Elmalılı Hamdi Yazır 

1. (Gerçekleşecek) Kıyamet!

2. Nedir, o Kıyamet?

3. Gerçekleşenin (Kıyametin) ne olduğunu sen nerden bileceksin?

4. Semûd ve Âd, kapılarını çalacak olan o felaketi yalan saymışlardı.

5. Semûd kavmi korkunç bir sesle yok edildi.

6. Âd kavmi ise gürültülü ve azgın bir fırtına ile yok edildiler.

7. Allah o fırtınayı üzerlerine yedi gece sekiz gündüz musallat etmişti. Öyle ki, o kavmi içi boş hurma kütükleri gibi oracıkta yere serilmiş halde görürdün.

8. Bak şimdi görebilir misin onlardan bir kalıntı?

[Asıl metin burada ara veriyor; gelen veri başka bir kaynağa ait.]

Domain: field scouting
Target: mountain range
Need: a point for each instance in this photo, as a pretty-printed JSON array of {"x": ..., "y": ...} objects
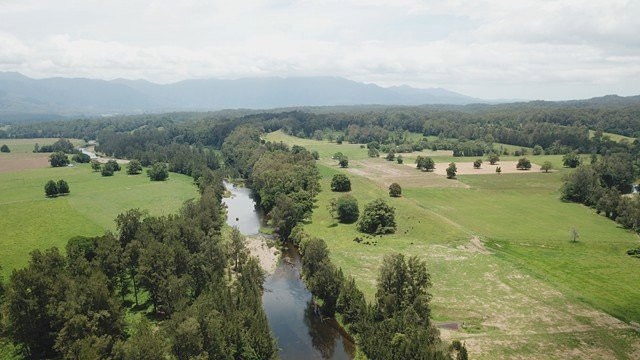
[{"x": 23, "y": 98}]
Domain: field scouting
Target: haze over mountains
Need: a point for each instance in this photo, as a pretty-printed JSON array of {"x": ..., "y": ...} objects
[{"x": 22, "y": 97}]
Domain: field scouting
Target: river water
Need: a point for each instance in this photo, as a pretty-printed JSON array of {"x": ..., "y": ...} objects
[{"x": 300, "y": 333}]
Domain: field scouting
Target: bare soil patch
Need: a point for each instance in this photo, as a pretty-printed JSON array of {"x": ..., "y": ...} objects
[
  {"x": 466, "y": 168},
  {"x": 266, "y": 255},
  {"x": 387, "y": 172},
  {"x": 16, "y": 162}
]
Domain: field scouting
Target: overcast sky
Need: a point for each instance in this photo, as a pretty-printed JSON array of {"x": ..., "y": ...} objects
[{"x": 526, "y": 49}]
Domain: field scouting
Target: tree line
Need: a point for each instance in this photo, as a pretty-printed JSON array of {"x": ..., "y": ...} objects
[{"x": 174, "y": 270}]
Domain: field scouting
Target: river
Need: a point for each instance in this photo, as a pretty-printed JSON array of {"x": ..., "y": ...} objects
[{"x": 300, "y": 333}]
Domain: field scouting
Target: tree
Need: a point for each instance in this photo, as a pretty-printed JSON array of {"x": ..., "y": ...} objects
[
  {"x": 451, "y": 171},
  {"x": 395, "y": 190},
  {"x": 571, "y": 160},
  {"x": 574, "y": 235},
  {"x": 58, "y": 159},
  {"x": 340, "y": 183},
  {"x": 95, "y": 165},
  {"x": 106, "y": 170},
  {"x": 158, "y": 172},
  {"x": 523, "y": 164},
  {"x": 63, "y": 187},
  {"x": 134, "y": 167},
  {"x": 537, "y": 150},
  {"x": 113, "y": 165},
  {"x": 493, "y": 158},
  {"x": 425, "y": 163},
  {"x": 81, "y": 158},
  {"x": 51, "y": 188},
  {"x": 347, "y": 209},
  {"x": 378, "y": 218}
]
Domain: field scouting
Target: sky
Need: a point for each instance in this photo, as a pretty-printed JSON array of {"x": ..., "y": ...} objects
[{"x": 490, "y": 49}]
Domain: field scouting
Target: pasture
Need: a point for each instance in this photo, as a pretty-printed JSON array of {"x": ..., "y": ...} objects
[
  {"x": 502, "y": 264},
  {"x": 29, "y": 220}
]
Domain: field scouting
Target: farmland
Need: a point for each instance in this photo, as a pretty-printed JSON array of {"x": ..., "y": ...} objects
[
  {"x": 503, "y": 266},
  {"x": 31, "y": 221}
]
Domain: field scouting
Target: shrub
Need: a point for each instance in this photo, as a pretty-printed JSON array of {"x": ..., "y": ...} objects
[
  {"x": 347, "y": 209},
  {"x": 395, "y": 190},
  {"x": 523, "y": 164},
  {"x": 134, "y": 167},
  {"x": 59, "y": 159},
  {"x": 158, "y": 172},
  {"x": 51, "y": 188},
  {"x": 63, "y": 187},
  {"x": 340, "y": 183},
  {"x": 451, "y": 171},
  {"x": 378, "y": 218}
]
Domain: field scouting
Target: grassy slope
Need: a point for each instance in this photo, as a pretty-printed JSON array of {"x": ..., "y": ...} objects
[
  {"x": 530, "y": 294},
  {"x": 30, "y": 221}
]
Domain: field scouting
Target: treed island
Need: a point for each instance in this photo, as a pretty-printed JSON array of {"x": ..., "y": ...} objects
[{"x": 430, "y": 232}]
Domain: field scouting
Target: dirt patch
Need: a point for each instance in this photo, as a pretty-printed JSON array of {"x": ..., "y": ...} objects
[
  {"x": 466, "y": 168},
  {"x": 386, "y": 172},
  {"x": 266, "y": 255},
  {"x": 475, "y": 245},
  {"x": 16, "y": 162}
]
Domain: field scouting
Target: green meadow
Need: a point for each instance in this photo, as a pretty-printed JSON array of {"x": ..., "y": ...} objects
[
  {"x": 29, "y": 220},
  {"x": 502, "y": 262}
]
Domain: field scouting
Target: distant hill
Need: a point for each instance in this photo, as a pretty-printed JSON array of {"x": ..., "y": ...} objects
[{"x": 23, "y": 98}]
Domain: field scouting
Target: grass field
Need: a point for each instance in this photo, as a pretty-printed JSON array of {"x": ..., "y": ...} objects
[
  {"x": 29, "y": 220},
  {"x": 502, "y": 265}
]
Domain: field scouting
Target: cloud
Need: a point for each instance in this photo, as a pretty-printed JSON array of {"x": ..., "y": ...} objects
[{"x": 487, "y": 48}]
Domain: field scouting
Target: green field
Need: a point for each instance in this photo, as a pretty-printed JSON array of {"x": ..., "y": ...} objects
[
  {"x": 29, "y": 220},
  {"x": 501, "y": 260},
  {"x": 27, "y": 145}
]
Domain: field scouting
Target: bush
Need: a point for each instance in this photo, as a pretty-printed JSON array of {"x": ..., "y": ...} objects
[
  {"x": 523, "y": 164},
  {"x": 59, "y": 159},
  {"x": 340, "y": 183},
  {"x": 451, "y": 171},
  {"x": 95, "y": 165},
  {"x": 51, "y": 188},
  {"x": 106, "y": 170},
  {"x": 63, "y": 187},
  {"x": 395, "y": 190},
  {"x": 134, "y": 167},
  {"x": 571, "y": 160},
  {"x": 378, "y": 218},
  {"x": 158, "y": 172},
  {"x": 493, "y": 159},
  {"x": 113, "y": 165},
  {"x": 347, "y": 209}
]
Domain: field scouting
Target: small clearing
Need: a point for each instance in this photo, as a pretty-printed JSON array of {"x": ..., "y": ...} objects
[
  {"x": 266, "y": 255},
  {"x": 16, "y": 162},
  {"x": 386, "y": 172}
]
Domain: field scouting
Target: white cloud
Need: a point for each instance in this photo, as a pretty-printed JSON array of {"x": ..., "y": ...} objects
[{"x": 487, "y": 48}]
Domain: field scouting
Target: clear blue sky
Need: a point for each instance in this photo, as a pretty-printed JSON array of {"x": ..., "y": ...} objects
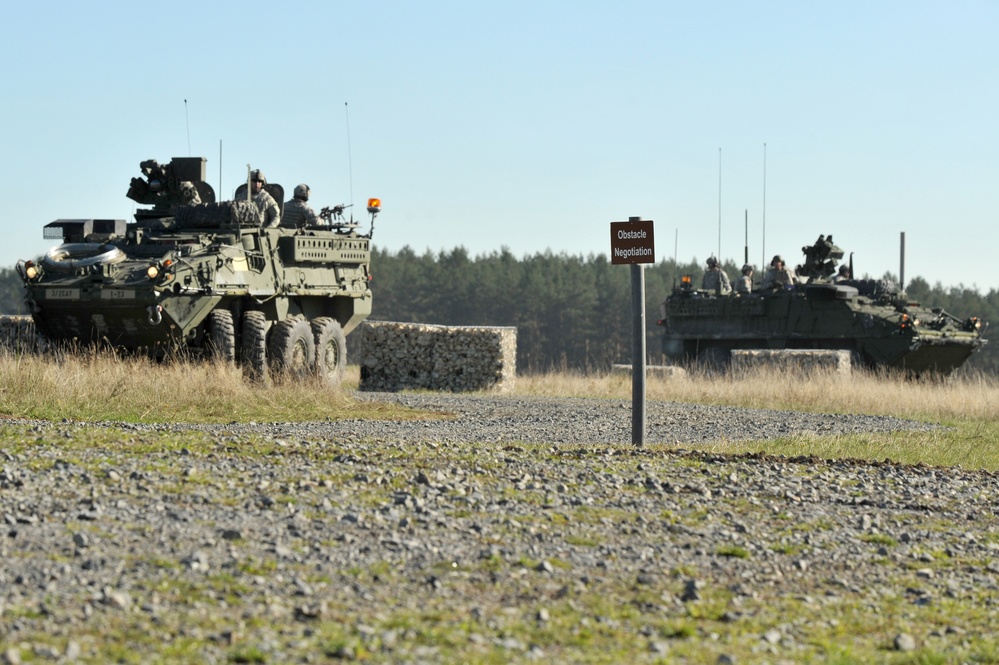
[{"x": 531, "y": 125}]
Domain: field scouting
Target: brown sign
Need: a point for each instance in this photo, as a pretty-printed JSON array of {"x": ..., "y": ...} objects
[{"x": 632, "y": 242}]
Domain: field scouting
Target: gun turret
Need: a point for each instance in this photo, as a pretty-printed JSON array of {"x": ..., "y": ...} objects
[{"x": 820, "y": 259}]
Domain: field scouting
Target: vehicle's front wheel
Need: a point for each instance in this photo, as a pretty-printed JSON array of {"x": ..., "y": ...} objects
[
  {"x": 254, "y": 346},
  {"x": 292, "y": 349},
  {"x": 331, "y": 350},
  {"x": 222, "y": 336}
]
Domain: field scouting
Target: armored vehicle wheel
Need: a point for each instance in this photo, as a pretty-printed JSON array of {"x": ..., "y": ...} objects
[
  {"x": 222, "y": 336},
  {"x": 254, "y": 346},
  {"x": 292, "y": 351},
  {"x": 331, "y": 350}
]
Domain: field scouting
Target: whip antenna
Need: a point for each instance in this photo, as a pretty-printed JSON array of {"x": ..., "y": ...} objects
[
  {"x": 350, "y": 163},
  {"x": 763, "y": 255},
  {"x": 188, "y": 120}
]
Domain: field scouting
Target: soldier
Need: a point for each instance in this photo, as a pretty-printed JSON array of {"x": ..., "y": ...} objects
[
  {"x": 189, "y": 193},
  {"x": 297, "y": 212},
  {"x": 715, "y": 279},
  {"x": 778, "y": 275},
  {"x": 265, "y": 202},
  {"x": 745, "y": 283}
]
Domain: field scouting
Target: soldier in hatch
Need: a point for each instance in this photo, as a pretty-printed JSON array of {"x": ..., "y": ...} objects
[
  {"x": 745, "y": 282},
  {"x": 265, "y": 202},
  {"x": 297, "y": 211},
  {"x": 715, "y": 279},
  {"x": 778, "y": 275}
]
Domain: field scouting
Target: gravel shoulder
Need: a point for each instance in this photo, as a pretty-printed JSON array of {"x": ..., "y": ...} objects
[{"x": 519, "y": 530}]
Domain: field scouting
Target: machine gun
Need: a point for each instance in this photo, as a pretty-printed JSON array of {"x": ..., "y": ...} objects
[
  {"x": 820, "y": 259},
  {"x": 329, "y": 214}
]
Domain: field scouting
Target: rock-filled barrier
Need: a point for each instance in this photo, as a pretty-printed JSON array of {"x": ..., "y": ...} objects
[
  {"x": 18, "y": 335},
  {"x": 806, "y": 361},
  {"x": 399, "y": 356}
]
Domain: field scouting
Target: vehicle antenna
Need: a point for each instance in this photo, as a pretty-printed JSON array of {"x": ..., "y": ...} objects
[
  {"x": 719, "y": 204},
  {"x": 186, "y": 118},
  {"x": 746, "y": 235},
  {"x": 350, "y": 163},
  {"x": 676, "y": 242},
  {"x": 763, "y": 256}
]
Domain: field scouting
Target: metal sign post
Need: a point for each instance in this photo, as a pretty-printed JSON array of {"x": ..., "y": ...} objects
[{"x": 632, "y": 242}]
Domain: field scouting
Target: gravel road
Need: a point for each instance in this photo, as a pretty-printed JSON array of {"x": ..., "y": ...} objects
[{"x": 520, "y": 529}]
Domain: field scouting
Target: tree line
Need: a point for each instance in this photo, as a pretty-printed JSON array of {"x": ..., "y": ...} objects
[{"x": 571, "y": 312}]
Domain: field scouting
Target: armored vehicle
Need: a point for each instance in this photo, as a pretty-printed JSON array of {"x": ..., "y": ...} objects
[
  {"x": 873, "y": 319},
  {"x": 206, "y": 278}
]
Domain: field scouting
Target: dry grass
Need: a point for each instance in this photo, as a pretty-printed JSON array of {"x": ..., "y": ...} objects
[
  {"x": 973, "y": 397},
  {"x": 101, "y": 386}
]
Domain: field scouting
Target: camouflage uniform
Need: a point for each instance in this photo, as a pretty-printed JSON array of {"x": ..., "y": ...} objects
[
  {"x": 189, "y": 193},
  {"x": 268, "y": 207},
  {"x": 778, "y": 278},
  {"x": 744, "y": 284},
  {"x": 715, "y": 279},
  {"x": 298, "y": 213}
]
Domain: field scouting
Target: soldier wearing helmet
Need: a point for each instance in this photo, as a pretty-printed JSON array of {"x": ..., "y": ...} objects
[
  {"x": 265, "y": 202},
  {"x": 745, "y": 282},
  {"x": 778, "y": 275},
  {"x": 297, "y": 211},
  {"x": 715, "y": 279}
]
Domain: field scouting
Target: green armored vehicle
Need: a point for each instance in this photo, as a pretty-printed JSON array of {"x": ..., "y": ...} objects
[
  {"x": 206, "y": 278},
  {"x": 873, "y": 319}
]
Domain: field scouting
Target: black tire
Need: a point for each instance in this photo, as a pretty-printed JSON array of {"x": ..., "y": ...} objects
[
  {"x": 254, "y": 346},
  {"x": 331, "y": 350},
  {"x": 222, "y": 336},
  {"x": 292, "y": 351}
]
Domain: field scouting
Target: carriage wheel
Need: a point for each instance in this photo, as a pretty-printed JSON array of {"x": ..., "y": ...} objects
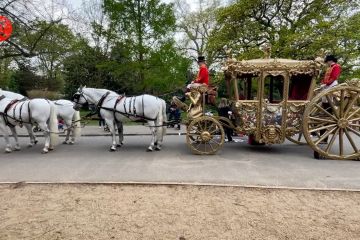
[
  {"x": 205, "y": 135},
  {"x": 335, "y": 122}
]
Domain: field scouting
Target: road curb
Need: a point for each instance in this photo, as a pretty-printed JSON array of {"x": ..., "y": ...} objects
[
  {"x": 131, "y": 183},
  {"x": 104, "y": 135}
]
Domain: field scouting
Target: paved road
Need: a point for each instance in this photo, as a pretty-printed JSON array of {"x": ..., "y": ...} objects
[{"x": 89, "y": 160}]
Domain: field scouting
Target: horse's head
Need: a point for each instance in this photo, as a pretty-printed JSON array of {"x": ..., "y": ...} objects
[{"x": 79, "y": 98}]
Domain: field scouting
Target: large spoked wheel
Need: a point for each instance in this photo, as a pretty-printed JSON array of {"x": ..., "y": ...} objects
[
  {"x": 205, "y": 135},
  {"x": 334, "y": 116}
]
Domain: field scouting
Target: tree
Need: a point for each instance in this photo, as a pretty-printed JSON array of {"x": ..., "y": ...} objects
[
  {"x": 25, "y": 21},
  {"x": 196, "y": 27},
  {"x": 298, "y": 29},
  {"x": 142, "y": 26}
]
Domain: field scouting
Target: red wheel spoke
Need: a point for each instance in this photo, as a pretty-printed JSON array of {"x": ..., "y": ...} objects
[
  {"x": 341, "y": 141},
  {"x": 321, "y": 120},
  {"x": 354, "y": 131},
  {"x": 332, "y": 141},
  {"x": 342, "y": 101},
  {"x": 326, "y": 112},
  {"x": 351, "y": 140},
  {"x": 322, "y": 128},
  {"x": 324, "y": 136},
  {"x": 350, "y": 104},
  {"x": 353, "y": 114}
]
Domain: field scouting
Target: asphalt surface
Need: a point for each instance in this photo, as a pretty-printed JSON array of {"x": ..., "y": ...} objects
[{"x": 286, "y": 165}]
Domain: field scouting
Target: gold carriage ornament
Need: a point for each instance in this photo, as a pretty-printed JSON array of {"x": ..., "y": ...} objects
[{"x": 274, "y": 100}]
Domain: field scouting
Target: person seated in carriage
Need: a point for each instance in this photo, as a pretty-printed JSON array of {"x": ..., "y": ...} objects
[
  {"x": 203, "y": 78},
  {"x": 174, "y": 116},
  {"x": 203, "y": 74}
]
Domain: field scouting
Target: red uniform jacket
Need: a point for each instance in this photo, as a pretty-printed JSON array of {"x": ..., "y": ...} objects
[
  {"x": 203, "y": 75},
  {"x": 332, "y": 74}
]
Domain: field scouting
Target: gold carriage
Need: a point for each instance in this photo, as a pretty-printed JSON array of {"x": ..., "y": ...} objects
[{"x": 276, "y": 99}]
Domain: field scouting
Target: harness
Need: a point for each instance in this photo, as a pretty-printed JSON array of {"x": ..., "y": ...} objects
[
  {"x": 6, "y": 116},
  {"x": 130, "y": 109}
]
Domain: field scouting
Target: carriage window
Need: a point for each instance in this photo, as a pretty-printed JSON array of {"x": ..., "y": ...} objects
[
  {"x": 274, "y": 88},
  {"x": 299, "y": 87},
  {"x": 248, "y": 87}
]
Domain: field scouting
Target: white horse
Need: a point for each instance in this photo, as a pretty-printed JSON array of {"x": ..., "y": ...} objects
[
  {"x": 16, "y": 96},
  {"x": 65, "y": 110},
  {"x": 39, "y": 111},
  {"x": 114, "y": 108}
]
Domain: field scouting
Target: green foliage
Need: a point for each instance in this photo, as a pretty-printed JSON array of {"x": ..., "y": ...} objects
[
  {"x": 296, "y": 29},
  {"x": 144, "y": 28}
]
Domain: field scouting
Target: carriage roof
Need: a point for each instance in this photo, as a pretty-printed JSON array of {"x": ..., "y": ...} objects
[{"x": 235, "y": 68}]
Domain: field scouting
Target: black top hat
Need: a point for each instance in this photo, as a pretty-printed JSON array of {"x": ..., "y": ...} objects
[
  {"x": 201, "y": 59},
  {"x": 330, "y": 58}
]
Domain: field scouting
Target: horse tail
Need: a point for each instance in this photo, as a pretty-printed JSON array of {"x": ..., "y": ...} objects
[
  {"x": 53, "y": 125},
  {"x": 164, "y": 118},
  {"x": 76, "y": 125}
]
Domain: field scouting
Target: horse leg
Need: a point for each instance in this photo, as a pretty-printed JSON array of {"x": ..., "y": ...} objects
[
  {"x": 111, "y": 125},
  {"x": 120, "y": 132},
  {"x": 153, "y": 138},
  {"x": 31, "y": 134},
  {"x": 6, "y": 137},
  {"x": 68, "y": 132},
  {"x": 46, "y": 131},
  {"x": 14, "y": 133}
]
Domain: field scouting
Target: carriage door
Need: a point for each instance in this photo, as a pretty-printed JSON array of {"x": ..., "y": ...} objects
[{"x": 271, "y": 126}]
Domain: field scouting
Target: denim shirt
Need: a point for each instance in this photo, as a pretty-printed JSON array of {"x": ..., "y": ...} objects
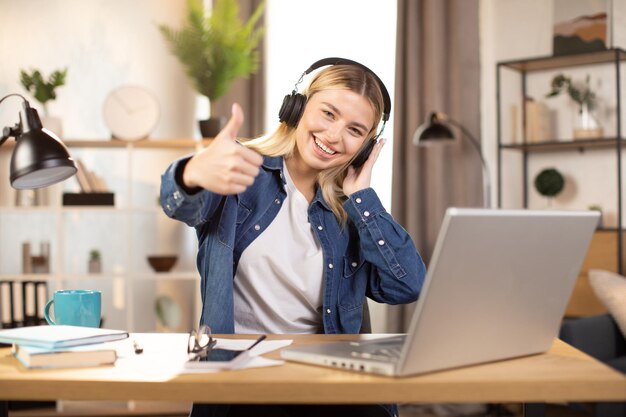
[{"x": 370, "y": 256}]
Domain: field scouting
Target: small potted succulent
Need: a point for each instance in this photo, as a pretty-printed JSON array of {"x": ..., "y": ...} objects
[
  {"x": 43, "y": 90},
  {"x": 587, "y": 127},
  {"x": 549, "y": 183}
]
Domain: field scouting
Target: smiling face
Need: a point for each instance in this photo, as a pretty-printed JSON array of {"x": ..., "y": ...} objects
[{"x": 332, "y": 129}]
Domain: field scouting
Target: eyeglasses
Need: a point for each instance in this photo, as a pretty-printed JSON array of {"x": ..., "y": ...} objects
[{"x": 200, "y": 343}]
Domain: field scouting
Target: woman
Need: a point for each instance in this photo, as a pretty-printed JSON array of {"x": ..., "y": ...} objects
[{"x": 292, "y": 239}]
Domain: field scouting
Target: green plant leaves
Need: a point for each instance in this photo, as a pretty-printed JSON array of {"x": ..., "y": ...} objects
[
  {"x": 216, "y": 49},
  {"x": 549, "y": 182},
  {"x": 42, "y": 90}
]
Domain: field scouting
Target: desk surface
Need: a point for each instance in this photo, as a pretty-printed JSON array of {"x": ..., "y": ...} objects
[{"x": 561, "y": 374}]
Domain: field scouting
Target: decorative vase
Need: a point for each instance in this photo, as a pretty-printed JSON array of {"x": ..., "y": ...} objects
[
  {"x": 211, "y": 127},
  {"x": 95, "y": 266},
  {"x": 53, "y": 124},
  {"x": 587, "y": 127}
]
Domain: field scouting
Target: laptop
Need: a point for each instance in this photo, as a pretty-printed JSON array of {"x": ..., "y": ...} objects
[{"x": 496, "y": 288}]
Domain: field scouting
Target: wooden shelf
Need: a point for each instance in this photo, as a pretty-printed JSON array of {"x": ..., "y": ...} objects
[
  {"x": 120, "y": 144},
  {"x": 564, "y": 61},
  {"x": 558, "y": 146}
]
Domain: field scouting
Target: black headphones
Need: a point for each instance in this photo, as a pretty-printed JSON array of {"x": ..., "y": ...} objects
[{"x": 294, "y": 103}]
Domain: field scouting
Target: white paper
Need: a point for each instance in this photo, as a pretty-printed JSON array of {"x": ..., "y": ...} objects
[{"x": 169, "y": 351}]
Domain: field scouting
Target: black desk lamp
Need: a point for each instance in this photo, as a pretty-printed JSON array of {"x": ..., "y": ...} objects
[
  {"x": 40, "y": 158},
  {"x": 436, "y": 129}
]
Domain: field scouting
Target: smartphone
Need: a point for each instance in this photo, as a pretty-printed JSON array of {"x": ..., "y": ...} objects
[{"x": 222, "y": 355}]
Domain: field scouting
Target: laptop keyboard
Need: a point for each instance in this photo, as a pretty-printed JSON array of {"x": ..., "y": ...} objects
[{"x": 388, "y": 350}]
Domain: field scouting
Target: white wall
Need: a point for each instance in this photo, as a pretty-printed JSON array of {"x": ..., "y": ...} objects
[
  {"x": 300, "y": 33},
  {"x": 518, "y": 29},
  {"x": 104, "y": 43}
]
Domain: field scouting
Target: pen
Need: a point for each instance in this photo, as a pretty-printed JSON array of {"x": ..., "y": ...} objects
[{"x": 259, "y": 340}]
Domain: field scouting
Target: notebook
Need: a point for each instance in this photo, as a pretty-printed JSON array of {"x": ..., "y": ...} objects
[
  {"x": 77, "y": 356},
  {"x": 496, "y": 288},
  {"x": 55, "y": 337}
]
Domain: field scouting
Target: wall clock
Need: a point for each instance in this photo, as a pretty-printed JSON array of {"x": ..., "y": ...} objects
[{"x": 131, "y": 112}]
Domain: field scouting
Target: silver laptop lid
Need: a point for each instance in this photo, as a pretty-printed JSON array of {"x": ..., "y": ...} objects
[{"x": 497, "y": 286}]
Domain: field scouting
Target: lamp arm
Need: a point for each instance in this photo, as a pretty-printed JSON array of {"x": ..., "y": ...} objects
[
  {"x": 15, "y": 131},
  {"x": 477, "y": 147}
]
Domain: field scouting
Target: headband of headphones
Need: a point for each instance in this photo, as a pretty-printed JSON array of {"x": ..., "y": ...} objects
[{"x": 343, "y": 61}]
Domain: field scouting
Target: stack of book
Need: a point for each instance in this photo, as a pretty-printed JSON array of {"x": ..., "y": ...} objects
[{"x": 62, "y": 346}]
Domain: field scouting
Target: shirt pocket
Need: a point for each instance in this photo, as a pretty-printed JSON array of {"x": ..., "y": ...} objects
[
  {"x": 234, "y": 215},
  {"x": 352, "y": 284}
]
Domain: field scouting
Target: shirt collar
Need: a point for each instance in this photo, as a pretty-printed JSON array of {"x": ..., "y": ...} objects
[{"x": 275, "y": 163}]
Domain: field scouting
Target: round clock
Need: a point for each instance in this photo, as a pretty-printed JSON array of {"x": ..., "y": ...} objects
[{"x": 131, "y": 112}]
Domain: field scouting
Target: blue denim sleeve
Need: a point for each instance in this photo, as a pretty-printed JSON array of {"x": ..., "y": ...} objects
[
  {"x": 397, "y": 272},
  {"x": 192, "y": 209}
]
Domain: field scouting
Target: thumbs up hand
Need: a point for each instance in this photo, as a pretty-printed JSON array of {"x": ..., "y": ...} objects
[{"x": 224, "y": 166}]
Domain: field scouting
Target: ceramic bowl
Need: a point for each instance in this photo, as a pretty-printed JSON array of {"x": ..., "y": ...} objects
[{"x": 162, "y": 263}]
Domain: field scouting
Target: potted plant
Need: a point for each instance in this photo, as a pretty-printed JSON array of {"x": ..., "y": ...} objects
[
  {"x": 43, "y": 90},
  {"x": 549, "y": 183},
  {"x": 587, "y": 126},
  {"x": 215, "y": 50}
]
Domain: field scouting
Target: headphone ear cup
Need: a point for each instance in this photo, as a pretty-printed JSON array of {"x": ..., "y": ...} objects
[
  {"x": 364, "y": 154},
  {"x": 292, "y": 109}
]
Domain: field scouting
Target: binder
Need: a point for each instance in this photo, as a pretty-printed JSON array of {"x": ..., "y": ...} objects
[
  {"x": 18, "y": 304},
  {"x": 29, "y": 303},
  {"x": 6, "y": 304}
]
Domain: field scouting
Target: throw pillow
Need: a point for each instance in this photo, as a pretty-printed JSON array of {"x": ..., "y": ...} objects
[{"x": 610, "y": 288}]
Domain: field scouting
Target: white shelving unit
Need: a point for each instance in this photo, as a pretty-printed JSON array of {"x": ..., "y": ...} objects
[{"x": 124, "y": 234}]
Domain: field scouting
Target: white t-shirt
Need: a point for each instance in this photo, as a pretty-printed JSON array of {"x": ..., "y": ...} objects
[{"x": 278, "y": 282}]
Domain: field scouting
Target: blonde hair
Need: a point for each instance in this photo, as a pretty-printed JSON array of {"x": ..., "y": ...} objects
[{"x": 282, "y": 141}]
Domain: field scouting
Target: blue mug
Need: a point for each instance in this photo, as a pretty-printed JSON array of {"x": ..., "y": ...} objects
[{"x": 75, "y": 308}]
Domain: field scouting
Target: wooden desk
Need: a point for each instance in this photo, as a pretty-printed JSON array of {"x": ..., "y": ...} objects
[{"x": 561, "y": 374}]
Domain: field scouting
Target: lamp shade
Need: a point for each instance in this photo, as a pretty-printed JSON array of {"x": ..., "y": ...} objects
[
  {"x": 432, "y": 130},
  {"x": 40, "y": 159}
]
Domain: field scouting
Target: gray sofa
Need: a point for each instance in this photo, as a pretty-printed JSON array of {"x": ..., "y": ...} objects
[{"x": 599, "y": 336}]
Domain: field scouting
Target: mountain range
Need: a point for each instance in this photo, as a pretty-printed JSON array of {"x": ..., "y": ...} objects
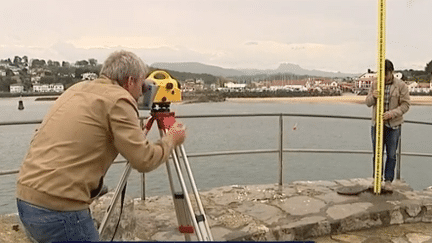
[{"x": 284, "y": 68}]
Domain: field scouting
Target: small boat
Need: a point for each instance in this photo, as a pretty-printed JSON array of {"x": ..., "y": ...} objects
[{"x": 20, "y": 105}]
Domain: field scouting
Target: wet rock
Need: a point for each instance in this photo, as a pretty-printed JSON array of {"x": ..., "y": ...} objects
[
  {"x": 126, "y": 226},
  {"x": 396, "y": 217},
  {"x": 300, "y": 205},
  {"x": 346, "y": 210}
]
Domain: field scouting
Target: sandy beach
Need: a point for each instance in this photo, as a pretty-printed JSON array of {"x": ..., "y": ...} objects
[{"x": 346, "y": 98}]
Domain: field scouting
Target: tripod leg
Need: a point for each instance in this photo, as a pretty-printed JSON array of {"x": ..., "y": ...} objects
[
  {"x": 186, "y": 195},
  {"x": 115, "y": 198}
]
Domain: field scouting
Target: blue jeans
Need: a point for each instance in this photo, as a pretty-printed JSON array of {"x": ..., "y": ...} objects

9. Firavun, ondan öncekiler ve altı üstüne getirilen beldeler de hep o hatayı işleyegeldiler.

10. Hep Rablerinin elçilerine karşı geldiler. O da onları pek şiddetli bir şekilde yakalayıverdi.

11. Kuşkusuz, sular kabarınca sizi gemide biz taşıdık.

12. Onu size bir ibret yapalım ve belleyici kulaklar bellesin diye.

13. Sûr’a bir tek üfleme üflendiği,

14. Arz ve dağlar yerlerinden kaldırılıp şiddetle birbirine çarpılarak darmadağın olduğu zaman,

15. İşte o gün olacak olur.

16. O gün gök yarılmış, sarkmıştır.

17. Melekler de onun etrafındadır, O gün Rabbinin Arşını bunların da üstünde sekiz melek yüklenir.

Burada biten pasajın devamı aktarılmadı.